Travis Kling, MD & Michael Schick, DO
Department of Emergency Medicine, University of California, Davis
A partially-vaccinated 6-year-old female with no significant past medical history presents to a district emergency department in rural Uganda. Her mother reports that she has had 4 days of progressively worsening cough and appears to have difficulty breathing at times. She has also had a fever at home which has been managed with paracetamol. Of note, the patient is on school break and has had no known sick contacts.
Physical exam
| Blood Pressure | Pulse | Respiratory Rate | Pulse Oximetry | Temperature |
|---|---|---|---|---|
| 105/64 | 130 | 30 | 90% RA | 39.7 C |
General:
Ill-appearing female in mild respiratory distress otherwise acting age-appropriate.
Cardiovascular:
Tachycardic with regular rhythm, no appreciable murmurs.
Respiratory:
Mildly tachypneic with some intercostal retractions. Right lower lobe with appreciable rhonchi. No wheezing heard.
Skin:
No noted rashes or lesions. Normal skin tone, no pallor.
CBC
: WBC 17.2, Hb 12, platelets normal
Rapid malaria
: negative
Clinical Differential Diagnosis
Ultrasound Imaging Findings
Right lung windows demonstrate normal upper lung fields with a transition to diffuse B-lines in the right lower lung (consolidation junction), indicating a focal interstitial process.
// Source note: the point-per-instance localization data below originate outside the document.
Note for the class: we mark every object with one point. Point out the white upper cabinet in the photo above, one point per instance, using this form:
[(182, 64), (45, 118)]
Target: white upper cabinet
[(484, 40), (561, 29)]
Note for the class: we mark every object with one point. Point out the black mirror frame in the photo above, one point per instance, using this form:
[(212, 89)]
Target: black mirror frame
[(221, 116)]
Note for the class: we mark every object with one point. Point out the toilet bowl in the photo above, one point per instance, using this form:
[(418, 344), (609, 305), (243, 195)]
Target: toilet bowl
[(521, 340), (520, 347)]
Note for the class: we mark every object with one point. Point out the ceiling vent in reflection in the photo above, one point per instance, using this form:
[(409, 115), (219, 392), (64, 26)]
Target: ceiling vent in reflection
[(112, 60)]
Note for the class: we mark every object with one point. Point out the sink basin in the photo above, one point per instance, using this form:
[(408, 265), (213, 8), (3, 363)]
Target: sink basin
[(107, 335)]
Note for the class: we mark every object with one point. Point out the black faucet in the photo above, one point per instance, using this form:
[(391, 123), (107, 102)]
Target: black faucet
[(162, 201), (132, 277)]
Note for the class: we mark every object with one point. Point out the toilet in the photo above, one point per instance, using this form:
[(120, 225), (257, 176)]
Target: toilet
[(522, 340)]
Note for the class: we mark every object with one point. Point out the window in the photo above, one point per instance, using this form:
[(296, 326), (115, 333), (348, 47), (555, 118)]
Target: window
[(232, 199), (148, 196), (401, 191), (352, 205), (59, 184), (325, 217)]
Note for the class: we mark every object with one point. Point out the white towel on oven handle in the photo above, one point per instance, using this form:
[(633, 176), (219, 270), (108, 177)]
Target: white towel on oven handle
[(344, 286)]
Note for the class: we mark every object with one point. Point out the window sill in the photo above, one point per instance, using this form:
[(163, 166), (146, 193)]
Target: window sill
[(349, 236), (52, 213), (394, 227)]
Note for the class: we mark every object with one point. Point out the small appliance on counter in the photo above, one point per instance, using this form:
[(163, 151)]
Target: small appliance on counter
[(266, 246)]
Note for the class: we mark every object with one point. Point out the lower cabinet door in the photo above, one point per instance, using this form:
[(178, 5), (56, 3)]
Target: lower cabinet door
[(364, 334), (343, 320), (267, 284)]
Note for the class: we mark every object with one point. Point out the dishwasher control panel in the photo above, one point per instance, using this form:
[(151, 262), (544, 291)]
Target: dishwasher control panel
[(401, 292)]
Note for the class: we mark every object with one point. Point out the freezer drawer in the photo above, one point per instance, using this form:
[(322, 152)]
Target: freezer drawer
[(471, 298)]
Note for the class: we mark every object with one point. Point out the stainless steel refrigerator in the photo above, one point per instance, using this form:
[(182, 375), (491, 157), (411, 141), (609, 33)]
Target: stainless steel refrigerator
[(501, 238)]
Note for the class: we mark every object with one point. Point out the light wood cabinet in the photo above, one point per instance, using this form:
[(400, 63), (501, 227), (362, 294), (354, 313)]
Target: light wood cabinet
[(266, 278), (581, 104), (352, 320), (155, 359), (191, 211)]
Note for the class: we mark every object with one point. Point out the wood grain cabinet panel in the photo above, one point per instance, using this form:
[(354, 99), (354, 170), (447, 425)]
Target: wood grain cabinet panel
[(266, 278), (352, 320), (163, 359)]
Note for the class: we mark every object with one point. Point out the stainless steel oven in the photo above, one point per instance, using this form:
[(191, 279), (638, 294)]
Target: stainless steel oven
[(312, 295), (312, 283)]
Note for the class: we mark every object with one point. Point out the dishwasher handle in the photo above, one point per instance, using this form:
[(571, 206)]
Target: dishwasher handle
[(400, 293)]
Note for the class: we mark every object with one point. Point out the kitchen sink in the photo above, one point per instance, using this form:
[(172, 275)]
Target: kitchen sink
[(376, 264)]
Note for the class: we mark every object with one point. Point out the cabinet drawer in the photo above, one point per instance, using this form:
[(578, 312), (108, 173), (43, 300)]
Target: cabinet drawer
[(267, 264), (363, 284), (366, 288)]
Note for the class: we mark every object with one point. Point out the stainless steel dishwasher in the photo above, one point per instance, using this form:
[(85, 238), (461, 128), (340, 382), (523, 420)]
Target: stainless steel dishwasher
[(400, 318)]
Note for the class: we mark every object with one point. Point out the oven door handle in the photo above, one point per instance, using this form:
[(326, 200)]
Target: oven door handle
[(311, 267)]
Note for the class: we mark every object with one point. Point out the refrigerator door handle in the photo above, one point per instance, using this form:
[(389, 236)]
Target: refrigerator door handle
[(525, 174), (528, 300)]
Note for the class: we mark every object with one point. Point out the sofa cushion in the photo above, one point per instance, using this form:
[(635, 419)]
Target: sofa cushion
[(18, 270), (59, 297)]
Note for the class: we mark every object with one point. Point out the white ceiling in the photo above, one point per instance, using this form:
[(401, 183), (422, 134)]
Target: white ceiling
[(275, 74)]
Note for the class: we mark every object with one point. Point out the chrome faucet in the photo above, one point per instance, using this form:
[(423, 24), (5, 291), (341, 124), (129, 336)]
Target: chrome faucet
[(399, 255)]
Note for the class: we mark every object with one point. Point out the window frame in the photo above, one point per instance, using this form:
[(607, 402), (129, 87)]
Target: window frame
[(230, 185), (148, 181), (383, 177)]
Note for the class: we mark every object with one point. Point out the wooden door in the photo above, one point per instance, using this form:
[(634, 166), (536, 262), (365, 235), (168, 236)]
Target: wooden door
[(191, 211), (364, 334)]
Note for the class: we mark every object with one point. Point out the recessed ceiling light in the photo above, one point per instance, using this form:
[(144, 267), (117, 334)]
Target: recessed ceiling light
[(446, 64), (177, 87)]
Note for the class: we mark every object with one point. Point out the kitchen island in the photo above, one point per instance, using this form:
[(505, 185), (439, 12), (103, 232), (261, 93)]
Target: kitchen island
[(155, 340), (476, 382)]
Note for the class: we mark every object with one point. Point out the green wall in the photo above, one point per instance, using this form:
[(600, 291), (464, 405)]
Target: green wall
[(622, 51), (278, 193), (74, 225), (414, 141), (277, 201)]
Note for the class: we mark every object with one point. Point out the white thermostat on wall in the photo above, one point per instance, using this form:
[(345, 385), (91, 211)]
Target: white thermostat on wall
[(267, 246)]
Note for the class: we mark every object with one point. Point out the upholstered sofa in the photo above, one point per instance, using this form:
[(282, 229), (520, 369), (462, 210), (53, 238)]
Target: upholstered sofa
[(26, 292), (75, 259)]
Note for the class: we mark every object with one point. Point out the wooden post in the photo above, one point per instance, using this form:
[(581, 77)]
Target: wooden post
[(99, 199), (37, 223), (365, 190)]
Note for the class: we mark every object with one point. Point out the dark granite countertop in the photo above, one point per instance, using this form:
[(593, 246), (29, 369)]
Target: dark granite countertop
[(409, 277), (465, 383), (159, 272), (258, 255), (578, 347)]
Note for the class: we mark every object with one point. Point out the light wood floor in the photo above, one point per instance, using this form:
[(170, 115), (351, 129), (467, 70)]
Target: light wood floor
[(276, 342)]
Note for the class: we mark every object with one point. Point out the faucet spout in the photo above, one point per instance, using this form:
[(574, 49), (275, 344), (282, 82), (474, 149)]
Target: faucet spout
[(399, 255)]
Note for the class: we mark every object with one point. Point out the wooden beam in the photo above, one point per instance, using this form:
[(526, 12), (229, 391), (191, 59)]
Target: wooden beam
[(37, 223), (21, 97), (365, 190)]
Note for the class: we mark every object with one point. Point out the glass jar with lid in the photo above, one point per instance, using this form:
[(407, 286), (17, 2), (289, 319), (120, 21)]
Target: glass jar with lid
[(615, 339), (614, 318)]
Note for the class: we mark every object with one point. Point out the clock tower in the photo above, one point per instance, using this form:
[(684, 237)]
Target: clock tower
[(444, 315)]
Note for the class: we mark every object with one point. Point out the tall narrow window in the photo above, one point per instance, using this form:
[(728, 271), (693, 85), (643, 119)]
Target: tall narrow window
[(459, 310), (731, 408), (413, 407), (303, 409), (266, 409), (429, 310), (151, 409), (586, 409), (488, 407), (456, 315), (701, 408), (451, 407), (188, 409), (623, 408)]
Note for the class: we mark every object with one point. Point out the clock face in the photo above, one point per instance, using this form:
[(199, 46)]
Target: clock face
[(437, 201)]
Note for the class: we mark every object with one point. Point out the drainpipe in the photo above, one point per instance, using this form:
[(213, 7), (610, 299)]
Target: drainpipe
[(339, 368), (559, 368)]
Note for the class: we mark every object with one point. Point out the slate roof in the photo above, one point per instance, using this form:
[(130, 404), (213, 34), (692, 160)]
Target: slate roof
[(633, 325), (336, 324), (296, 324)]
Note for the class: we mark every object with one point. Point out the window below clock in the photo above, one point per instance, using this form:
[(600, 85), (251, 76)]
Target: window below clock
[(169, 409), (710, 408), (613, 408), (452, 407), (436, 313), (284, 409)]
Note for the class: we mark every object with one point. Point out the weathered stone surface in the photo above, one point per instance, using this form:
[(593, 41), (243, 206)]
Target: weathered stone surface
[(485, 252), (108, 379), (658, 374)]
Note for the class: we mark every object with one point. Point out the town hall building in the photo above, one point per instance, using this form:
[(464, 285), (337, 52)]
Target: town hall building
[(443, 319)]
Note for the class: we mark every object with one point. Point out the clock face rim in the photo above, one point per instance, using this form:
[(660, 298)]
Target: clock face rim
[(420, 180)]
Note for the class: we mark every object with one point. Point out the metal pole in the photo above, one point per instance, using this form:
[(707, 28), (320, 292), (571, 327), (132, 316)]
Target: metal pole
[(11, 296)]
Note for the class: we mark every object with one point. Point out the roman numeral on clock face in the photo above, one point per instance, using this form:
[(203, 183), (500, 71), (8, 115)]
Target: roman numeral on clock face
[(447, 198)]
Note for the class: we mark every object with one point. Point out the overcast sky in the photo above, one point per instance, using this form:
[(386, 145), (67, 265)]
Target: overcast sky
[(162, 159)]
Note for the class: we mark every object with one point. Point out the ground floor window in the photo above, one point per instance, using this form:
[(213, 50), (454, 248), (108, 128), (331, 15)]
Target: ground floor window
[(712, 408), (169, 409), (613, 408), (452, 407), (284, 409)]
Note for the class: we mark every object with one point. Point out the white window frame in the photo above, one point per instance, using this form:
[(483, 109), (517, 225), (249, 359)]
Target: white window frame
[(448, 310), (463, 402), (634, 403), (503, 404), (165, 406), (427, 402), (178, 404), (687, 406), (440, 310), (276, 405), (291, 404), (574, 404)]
Right lower lung with appreciable air bronchograms, suggesting a consolidative process rather than a lobar collapse.
Hepatization of the right lower lung with air bronchograms along with a positive spine sign indicate a consolidative process.
Differential Diagnosis Based on Imaging
Clinical Course and/or Management
The patient was placed on supplemental oxygen via nasal cannula with improvement in oxygenation and work of breath. Sepsis treatment was initiated with empiric antibiotics against likely pathogens given an ultrasound diagnosis of sepsis secondary to bacterial community-acquired pneumonia. She was discharged on hospital day 4 and has resolution of symptoms noted during her follow up pediatric appointment two weeks later.
Diagnosis
Consolidative bacterial pneumonia
Discussion
Pneumonia is a leading cause of death, especially in resource-poor settings, with young children & the elderly being particularly at risk. In children under the age of five, pneumonia is the leading infectious cause of death worldwide, with approximately 15% of all deaths annually in this age group being attributed to the disease. Despite the advent of vaccines against many strains of S. pneumonia & H. influenzae , these two organisms are still the leading etiologies of pneumonia worldwide, especially in populations with poor access to care. Additionally, factors such as indoor air pollution, exposure to smoke, and comorbid HIV make those living in developing communities more likely to contract & succumb to pneumonia.
The most often utilized radiographic modality to diagnose pneumonia is chest X-ray (CXR), though this is noted to have limitations in regards to its ability to differentiate between consolidative processes (such as pneumonia) vs other interstitial processes (such as atelectasis). Additionally, findings on CXR usually lag behind clinical symptoms by 24-48 hours. While literature comparing thoracic ultrasound and CXR against CT imaging is sparse, most sources agree that thoracic ultrasound is at least comparable, if not superior to CXR. In studies comparing the two modalities against CT, ultrasound has been noted to have a sensitivity from 90-100% with a specificity ranging from 80-90%, which is superior to CXR sensitivity and specificity of approximately 75-85% & 50-75%, respectively. Ultrasound has been found to be particularly useful in revealing sub-centimeter consolidations, increasing its sensitivity and differentiating consolidative pneumonia from atelectasis, increasing its specificity. Where ultrasound is less effective, however, is in the diagnosis of pneumonias that do not extend to the pleura, as surrounding well-aerated lung tissue does not allow for ultrasound beams to visualize the consolidation.
Findings on ultrasound which suggest a consolidative pneumonia include the presence of air bronchograms in a focal area of lung as well as unilateral asymmetric findings, both of which help differentiate pneumonia from other infiltrative processes such as effusion. Ill-defined margins are also suggestive of a consolidative pneumonia with transition from usual A-lines formed by the scattering of ultrasound beams by air to "hepatization" or liver-like density due to penetration of beams into diseased lung. Finally, the "spine sign", or continued visualization of vertebral bodies above the diaphragm, is suggestive of consolidation, as the spine is only visible when a consolidative process has replaced well-aerated lung.
In resource-limited settings, the utility of ultrasound is indispensable in the diagnosis of pneumonia. Its portable nature allows it to be utilized at the bedside with treatment decisions made much more quickly than when patients must be sent for CXR. Additionally, ultrasound testing is cheaper and more widely available than X-ray equipment, which allows for more cost-efficient care in cash-strapped health delivery systems. With greater training in & utilization of ultrasound amongst practitioners in these settings, this tool has the potential to improve diagnostic speed and accuracy in the treatment of pneumonia.